Presque Vu /pʁɛsk vy/ Noun
I learnt this word a very long time ago and then I forgot it. The definition is not being able to recall a word from memory, possibly combined with some partial recollection, with the added feeling of a very imminent epiphany.
Having once known this word but subsequently forgetting it became very annoying whenever someone, myself or whoever I was talking to, experienced that feeling of having a word at the forefront of one’s mind – knowing it’s there but also realising you’ll never remember it in time to be able to use it – and all you can say is “It’s on the tip of my tongue.. I’ve almost got it.. It starts with M…” and I’d think to myself (having forgotten the word but not that I knew it, once upon a time) “I know the word that describes that feeling exactly. It’s …” and there it was again in a vicious cycle of irony.
And thankfully, two years ago, that pain ended.

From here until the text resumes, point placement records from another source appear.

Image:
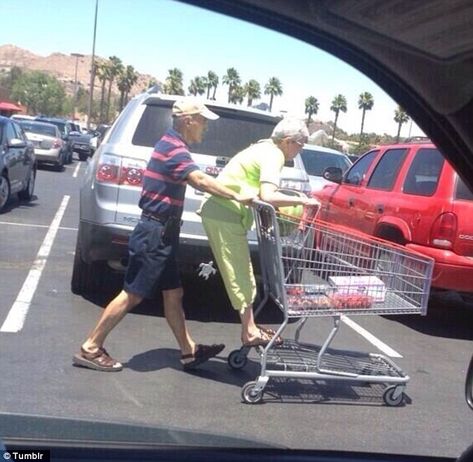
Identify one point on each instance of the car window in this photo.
(387, 169)
(315, 162)
(356, 174)
(10, 132)
(424, 172)
(462, 192)
(232, 132)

But more than that, when I read the term “presque vue” every presque vu feeling I ever had trying to remember the phenomenon was fulfilled instantly. It was an epiphany party on the tip of my tongue and there was only one word on the guest list; presque vu.
Presque vu, somewhat obviously, comes from French. It doesn’t translate as “tip of the tongue” though, not by a long shot. Its literal translation is “almost seen” which I think far better describes the feeling than the linguagraphical [I just made that up] description of this very psychological phenomenon. It’s a feeling with a lot of depth; it can be great or small but always irksome and never welcome. It’s a feeling which has no bias in who it harasses; young, old, male, female, Asian, American or Uzbekistanian it really doesn’t matter, even people who sign report this phenomenon as “at the tip of their fingers”. The feeling itself was first described by William James though he never actually coined it as such. It was likely he wanted to and he knew exactly what he would call it but when he was writing Principles of Psychology he just couldn’t quite think of it.